Is it that Chinese Communist Party leadership has become so weak due to the coronavirus pandemic that it is punching India to flex its muscles? Ridiculous as this may seem, this question must be asked because some of our top China hands do read the tea leaves this way! 

Or, is China on a deliberate path to humiliate India? But then, to work on such a motivation, China has other non-military means instead of enacting a gruesome murderous scene in the Himalayas. 

Is China conspiring with Pakistan to create a two-front war for India? For sure, there is no empirical evidence whatsoever in that direction. 

What else could be there in the Chinese calculus? Surprisingly, there is hardly any willingness in the Indian narratives to consider whether China too might have its own security concerns over our long-term intentions. 

An honest appraisal becomes difficult because it is entangled with the government’s decision on Article 370, which of course is cast in iron and is apparently irrevocable, as it is linked to the ruling elite’s ideology — plus, our ‘pivot’ to America, which is at the core of India’s foreign policy but about which our elites do not even want to talk about after Trump presented his mediatory offer to bring about India-China reconciliation, signalling his neutrality and disinterest in getting dragged into the current standoff.   

We do not realise that the government’s words and actions are taken seriously by India’s neighbours — be it China or Nepal or Bangladesh. Perhaps, we can convince Dhaka some day that we actually do not regard Bangladeshi nationals as ‘termites’. 

But how can the government possibly say to the Chinese that the claim to Aksai Chin is a mere posturing for domestic consumption only and not to be taken seriously as a statement of policy when it was stated in all solemnity by senior figures in the government  that they do intend to gain control of that region some day? 

When China protested strongly over the August decision on J&K — not once but twice — we ignored it. And to compound matters, we simply turned our back and walked over to the ‘Quad’ alliance with the US, upgrading it to ministerial level, and thereafter began following the American footfalls on Taiwan and Covid-19 to taunt and humiliate Beijing. 

Most certainly, the public opinion in India is furious over the cruel killing of so many Indian soldiers in Ladakh on June 15-16. Feelings are running high. There is loud clamour for ‘retaliation’. But unless there is public awareness of the eddies in India’s China policy, a rational response to the horrific incident is not going to be possible. 

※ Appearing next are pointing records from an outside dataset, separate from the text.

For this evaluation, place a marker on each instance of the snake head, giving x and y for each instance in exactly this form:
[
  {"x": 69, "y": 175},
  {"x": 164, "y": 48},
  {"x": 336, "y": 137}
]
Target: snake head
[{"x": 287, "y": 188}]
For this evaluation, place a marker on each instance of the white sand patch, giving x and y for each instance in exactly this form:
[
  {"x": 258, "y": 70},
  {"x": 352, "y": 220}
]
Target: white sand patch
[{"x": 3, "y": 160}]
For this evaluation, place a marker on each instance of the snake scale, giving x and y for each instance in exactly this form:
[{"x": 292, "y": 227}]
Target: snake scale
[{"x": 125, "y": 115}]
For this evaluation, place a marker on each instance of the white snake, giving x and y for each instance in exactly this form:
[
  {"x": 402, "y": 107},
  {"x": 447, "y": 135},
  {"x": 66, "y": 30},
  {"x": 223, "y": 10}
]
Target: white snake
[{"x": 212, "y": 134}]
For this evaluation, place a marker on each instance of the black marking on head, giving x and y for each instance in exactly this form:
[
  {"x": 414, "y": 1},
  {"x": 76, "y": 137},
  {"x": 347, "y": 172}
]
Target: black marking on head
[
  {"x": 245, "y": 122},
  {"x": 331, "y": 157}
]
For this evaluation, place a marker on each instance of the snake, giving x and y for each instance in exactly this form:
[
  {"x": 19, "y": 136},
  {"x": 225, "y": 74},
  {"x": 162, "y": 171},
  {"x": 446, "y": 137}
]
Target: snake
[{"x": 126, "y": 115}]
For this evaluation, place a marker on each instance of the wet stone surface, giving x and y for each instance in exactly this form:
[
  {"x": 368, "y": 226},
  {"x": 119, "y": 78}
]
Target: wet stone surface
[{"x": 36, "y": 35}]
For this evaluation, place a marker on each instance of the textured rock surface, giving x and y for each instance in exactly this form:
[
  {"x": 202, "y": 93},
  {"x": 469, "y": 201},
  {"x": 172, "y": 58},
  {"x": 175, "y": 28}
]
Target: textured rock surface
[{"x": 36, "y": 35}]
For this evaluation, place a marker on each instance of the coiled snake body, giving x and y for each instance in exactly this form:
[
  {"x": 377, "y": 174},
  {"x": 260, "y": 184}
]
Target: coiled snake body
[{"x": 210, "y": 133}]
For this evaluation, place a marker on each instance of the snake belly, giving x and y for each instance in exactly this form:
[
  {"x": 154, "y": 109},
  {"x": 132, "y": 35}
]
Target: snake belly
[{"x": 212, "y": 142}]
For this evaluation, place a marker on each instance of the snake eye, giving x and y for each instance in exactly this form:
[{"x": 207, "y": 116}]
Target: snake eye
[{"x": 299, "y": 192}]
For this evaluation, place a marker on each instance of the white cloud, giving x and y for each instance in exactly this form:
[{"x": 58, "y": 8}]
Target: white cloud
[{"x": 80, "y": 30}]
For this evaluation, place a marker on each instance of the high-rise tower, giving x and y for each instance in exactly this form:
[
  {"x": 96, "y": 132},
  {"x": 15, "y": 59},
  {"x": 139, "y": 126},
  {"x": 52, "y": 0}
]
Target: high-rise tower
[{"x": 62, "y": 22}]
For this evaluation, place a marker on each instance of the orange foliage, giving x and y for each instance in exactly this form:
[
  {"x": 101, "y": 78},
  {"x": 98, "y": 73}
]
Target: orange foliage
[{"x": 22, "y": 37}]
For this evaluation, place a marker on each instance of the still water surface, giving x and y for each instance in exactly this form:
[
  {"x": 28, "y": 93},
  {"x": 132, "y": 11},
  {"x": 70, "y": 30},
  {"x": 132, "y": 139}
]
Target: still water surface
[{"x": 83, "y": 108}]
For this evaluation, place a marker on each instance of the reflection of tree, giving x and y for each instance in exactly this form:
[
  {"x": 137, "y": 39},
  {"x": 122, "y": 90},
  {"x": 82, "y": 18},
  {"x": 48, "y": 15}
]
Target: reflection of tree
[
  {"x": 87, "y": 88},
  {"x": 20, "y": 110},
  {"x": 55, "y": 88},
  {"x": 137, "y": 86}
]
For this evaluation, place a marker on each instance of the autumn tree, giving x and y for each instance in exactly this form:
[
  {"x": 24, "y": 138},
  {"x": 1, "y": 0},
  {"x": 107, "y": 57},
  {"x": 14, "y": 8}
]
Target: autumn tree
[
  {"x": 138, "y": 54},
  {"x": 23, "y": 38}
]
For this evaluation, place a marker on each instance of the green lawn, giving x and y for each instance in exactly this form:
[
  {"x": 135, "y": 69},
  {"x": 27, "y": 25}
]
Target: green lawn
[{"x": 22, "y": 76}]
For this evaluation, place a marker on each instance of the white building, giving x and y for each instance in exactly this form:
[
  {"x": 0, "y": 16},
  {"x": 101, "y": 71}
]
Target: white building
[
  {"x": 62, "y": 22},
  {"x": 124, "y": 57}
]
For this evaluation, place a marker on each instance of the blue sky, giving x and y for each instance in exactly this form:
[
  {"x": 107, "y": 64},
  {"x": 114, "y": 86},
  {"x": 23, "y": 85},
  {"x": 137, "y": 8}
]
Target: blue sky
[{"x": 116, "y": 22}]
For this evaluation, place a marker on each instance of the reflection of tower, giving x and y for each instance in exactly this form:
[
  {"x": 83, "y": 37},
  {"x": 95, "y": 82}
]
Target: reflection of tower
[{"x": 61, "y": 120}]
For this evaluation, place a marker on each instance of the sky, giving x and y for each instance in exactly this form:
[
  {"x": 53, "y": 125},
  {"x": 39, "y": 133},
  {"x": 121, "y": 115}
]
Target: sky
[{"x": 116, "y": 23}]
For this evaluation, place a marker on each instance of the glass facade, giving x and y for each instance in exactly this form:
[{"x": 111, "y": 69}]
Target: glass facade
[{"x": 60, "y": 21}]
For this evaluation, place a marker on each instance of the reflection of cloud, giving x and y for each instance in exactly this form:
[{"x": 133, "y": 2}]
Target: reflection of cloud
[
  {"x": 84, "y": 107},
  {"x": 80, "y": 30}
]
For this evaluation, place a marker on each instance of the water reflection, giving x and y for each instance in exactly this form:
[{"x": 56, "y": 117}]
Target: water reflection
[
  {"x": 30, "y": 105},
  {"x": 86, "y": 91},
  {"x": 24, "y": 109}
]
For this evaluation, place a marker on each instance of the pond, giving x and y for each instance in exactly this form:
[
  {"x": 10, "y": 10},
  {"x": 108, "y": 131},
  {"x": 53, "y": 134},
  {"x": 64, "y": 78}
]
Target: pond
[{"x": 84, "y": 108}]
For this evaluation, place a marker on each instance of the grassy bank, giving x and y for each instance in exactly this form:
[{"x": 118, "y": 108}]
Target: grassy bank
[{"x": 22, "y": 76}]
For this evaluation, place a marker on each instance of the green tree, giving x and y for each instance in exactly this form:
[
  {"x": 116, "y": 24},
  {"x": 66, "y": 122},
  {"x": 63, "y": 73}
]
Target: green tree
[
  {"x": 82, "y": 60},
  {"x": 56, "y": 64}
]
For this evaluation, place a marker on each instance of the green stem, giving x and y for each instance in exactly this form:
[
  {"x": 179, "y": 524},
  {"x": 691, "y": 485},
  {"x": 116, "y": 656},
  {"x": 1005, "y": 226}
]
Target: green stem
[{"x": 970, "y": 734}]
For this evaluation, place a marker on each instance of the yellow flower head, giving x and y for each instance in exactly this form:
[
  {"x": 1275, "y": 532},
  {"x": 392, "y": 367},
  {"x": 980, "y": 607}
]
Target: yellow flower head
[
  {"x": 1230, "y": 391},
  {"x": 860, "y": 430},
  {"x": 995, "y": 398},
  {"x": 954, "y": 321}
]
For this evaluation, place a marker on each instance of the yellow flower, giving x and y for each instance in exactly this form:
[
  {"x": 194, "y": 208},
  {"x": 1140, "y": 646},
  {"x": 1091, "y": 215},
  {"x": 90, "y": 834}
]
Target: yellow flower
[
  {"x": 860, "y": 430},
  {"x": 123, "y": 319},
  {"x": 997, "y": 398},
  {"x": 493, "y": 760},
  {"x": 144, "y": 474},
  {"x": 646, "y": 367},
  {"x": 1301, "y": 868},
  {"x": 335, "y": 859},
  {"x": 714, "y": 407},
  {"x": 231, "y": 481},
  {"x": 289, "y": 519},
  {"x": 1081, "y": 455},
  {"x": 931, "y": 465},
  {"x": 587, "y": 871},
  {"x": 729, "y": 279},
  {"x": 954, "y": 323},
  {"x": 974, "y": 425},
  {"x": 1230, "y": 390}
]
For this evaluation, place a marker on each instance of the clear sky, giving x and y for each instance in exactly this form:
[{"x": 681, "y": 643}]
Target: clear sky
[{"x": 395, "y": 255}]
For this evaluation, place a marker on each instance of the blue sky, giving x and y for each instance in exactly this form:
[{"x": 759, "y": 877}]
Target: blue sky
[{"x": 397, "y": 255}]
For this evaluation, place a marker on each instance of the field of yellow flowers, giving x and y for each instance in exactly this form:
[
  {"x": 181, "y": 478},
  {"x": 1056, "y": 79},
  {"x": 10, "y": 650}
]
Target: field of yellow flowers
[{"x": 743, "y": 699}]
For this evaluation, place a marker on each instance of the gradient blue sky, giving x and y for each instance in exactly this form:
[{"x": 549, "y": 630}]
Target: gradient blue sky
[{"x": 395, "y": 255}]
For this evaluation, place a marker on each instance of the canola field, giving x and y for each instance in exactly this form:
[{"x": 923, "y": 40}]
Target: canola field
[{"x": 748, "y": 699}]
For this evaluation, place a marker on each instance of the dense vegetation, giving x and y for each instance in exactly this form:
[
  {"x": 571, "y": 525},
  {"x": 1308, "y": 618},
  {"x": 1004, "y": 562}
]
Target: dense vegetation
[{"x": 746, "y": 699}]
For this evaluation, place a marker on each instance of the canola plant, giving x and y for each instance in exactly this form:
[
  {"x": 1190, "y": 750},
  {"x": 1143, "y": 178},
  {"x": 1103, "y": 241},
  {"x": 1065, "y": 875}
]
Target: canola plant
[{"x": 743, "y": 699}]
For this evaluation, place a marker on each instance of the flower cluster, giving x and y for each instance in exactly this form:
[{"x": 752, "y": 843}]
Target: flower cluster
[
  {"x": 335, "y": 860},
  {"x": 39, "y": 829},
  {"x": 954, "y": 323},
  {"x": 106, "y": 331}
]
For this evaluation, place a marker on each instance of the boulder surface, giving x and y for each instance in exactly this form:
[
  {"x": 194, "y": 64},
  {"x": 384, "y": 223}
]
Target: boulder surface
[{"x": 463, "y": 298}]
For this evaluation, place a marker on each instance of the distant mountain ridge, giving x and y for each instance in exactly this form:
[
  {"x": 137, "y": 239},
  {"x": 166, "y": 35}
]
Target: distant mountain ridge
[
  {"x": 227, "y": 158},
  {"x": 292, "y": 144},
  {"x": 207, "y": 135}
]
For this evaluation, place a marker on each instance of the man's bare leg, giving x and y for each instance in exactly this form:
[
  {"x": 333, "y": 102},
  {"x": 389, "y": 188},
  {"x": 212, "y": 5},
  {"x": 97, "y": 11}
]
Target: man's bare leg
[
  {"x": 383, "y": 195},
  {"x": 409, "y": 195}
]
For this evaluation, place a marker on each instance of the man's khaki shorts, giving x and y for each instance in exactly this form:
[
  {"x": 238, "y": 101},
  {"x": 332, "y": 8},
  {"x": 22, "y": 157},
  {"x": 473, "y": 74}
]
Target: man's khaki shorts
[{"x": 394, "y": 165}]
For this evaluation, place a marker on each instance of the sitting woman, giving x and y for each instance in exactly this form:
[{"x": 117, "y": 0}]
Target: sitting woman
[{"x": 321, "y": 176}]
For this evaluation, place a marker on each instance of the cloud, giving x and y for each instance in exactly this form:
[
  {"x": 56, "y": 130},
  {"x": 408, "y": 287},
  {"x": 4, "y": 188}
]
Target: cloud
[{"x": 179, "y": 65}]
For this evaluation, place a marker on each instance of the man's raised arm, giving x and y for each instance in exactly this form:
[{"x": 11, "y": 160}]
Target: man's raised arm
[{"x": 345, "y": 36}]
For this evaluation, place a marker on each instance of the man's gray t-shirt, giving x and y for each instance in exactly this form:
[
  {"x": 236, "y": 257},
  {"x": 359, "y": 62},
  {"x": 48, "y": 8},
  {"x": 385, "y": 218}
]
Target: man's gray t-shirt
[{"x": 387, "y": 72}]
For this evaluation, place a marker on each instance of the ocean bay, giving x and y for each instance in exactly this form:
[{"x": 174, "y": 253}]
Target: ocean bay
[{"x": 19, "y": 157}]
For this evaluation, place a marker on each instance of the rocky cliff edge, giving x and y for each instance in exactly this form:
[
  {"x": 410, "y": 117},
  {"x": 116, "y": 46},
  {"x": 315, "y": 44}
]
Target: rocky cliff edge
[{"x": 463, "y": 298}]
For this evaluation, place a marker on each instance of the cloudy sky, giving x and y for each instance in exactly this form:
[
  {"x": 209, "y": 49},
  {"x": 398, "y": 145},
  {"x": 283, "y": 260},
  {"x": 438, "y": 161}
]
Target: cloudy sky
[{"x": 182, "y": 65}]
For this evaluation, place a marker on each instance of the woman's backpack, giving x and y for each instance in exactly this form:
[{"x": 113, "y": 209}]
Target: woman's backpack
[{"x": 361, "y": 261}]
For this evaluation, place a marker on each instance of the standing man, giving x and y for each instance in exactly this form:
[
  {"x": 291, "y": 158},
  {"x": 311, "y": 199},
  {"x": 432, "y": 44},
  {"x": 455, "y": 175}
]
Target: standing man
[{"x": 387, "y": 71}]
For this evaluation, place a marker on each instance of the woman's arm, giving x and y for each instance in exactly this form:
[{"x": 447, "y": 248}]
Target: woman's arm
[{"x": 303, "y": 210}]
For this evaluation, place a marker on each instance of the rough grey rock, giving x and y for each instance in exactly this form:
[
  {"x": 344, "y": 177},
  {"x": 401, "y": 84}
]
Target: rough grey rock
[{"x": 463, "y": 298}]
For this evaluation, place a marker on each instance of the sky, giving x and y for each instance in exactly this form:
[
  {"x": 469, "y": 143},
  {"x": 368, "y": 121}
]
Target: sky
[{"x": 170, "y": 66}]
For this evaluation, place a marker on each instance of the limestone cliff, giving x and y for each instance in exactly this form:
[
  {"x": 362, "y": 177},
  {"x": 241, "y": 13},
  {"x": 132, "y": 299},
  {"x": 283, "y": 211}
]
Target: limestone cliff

The buck stops with the Indian leadership. Whereas Indian nationalism should have been utilised to spur the country’s transformation as a middle income country in a conceivable future and to eradicate the poverty affecting the lives of  hundreds of millions of Indians, it has degenerated into jingoism and the stuff of grandstanding by the ruling elite.

What purpose the annulment of Article 370 achieved is debatable. But without doubt, it has damaged the India-China relationship.